Tossing Confetti for Kids

A Newport party planner helps children celebrate birthdays during hospital stays.

Event planner Stephanie Frazier Grimm understands the importance of a good party, especially if it’s a birthday. But in 2010, when her premature godson spent the first weeks of his life in a neonatal intensive care unit, Grimm learned just how little a birthday matters in the hospital.

A preemie in a nearby room, who spent a year in intensive care, was going home for good and Grimm was curious if he would have a birthday party. The answer wasn’t what this self-taught party planner wanted to hear: Hospital employees did the best they could with whatever they scrounged up, and parents who could peel themselves away would bring back a few decorations.

Thirty-seven-year-old Grimm remembers spending her thirteenth birthday in the hospital and felt this was no way to mark a child’s special day. “I remember saying, ‘Oh no! I’m going to change that. I’m going to get party supplies, get hospitals involved and change that!’ ” she says.

The inspiration for the Confetti Foundation was born and Grimm got to work. But she quickly learned that starting a nonprofit wasn’t as simple as “giving stuff away for free,” she says. It took three years of planning but in January, Grimm and her mother made the first trip to Hasbro Children’s Hospital with five party starter kits in tow.

Confetti Foundation volunteers — called birthday fairies and heroes — assemble the kits, valued at $22, during festive packing parties. Each kit, themed by age, includes pom pom decorations, coloring pages, crayons, stickers, a birthday banner, a handmade birthday card and party utensils for four people. Participating hospitals are stocked with five party starter kits at a time, which are delivered to birthday boys and girls by the child services staff. The foundation’s birthday fairies and heroes replenish the boxes as needed.

In individual cases, depending on the length of a child’s stay or what put them there, Grimm hopes to team up with the hospitals’ child services staff to produce extra special birthdays. Whether that means Grimm and her team will decorate the room, bring a gift or supply a birthday cake, she hopes to take the Confetti Foundation’s mission a bit further for kids in greater need. “When it’s a sad or difficult time, giving these families thirty minutes to celebrate — that’s what is so amazing,” Grimm says. “I’m glad that I can give back, that I’m showing my own children to give back and that I can get the community involved.”

The joy is spreading.

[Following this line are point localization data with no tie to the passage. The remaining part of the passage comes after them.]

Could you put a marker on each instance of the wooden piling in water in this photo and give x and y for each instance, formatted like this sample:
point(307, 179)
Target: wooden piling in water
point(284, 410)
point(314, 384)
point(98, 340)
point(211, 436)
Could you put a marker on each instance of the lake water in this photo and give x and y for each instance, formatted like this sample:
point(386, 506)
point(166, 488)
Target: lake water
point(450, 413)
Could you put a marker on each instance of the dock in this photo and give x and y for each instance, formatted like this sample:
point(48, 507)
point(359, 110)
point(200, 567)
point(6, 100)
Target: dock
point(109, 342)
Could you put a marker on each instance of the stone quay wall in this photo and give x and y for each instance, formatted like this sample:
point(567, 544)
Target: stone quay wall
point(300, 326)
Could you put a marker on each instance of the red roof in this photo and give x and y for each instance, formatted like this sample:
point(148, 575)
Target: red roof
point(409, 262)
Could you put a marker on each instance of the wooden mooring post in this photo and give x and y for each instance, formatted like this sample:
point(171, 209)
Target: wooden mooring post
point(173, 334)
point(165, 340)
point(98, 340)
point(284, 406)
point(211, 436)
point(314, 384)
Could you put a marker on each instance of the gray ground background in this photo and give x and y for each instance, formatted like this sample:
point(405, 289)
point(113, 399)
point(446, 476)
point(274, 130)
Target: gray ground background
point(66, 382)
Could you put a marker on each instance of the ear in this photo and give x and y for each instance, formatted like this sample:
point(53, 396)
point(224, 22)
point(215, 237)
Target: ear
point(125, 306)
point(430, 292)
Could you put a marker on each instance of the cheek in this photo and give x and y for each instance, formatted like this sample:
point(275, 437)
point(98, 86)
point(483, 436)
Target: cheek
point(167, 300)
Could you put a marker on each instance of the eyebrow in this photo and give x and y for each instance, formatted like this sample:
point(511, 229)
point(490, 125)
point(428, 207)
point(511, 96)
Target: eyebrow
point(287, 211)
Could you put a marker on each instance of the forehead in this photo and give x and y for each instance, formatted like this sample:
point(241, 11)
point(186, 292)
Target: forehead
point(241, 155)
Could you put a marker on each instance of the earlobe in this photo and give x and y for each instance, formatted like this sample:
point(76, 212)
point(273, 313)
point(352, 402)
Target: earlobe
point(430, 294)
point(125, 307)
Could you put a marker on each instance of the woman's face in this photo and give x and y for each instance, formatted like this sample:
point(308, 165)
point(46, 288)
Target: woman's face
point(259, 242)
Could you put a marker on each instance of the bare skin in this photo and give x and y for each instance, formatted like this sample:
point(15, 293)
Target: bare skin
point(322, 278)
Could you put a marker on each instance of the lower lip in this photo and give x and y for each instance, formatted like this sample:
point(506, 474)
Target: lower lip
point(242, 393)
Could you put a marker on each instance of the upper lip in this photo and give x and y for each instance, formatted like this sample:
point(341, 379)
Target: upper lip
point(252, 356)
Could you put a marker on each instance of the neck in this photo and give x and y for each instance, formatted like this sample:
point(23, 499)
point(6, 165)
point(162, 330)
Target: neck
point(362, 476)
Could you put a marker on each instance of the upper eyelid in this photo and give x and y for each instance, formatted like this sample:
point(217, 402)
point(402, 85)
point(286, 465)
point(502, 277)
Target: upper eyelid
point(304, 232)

In a few short months, the Confetti Foundation expanded to forty-six hospitals in twenty-eight states. Grimm and her team pack the party starter kits in her Newport studio and mail them far and wide, from Massachusetts and New Hampshire to Texas and California. Printing and shipping are most costly to the overall mission, but with a booming following and savvy fundraising techniques, Grimm says the foundation is on track to spread the love to as many kids as possible.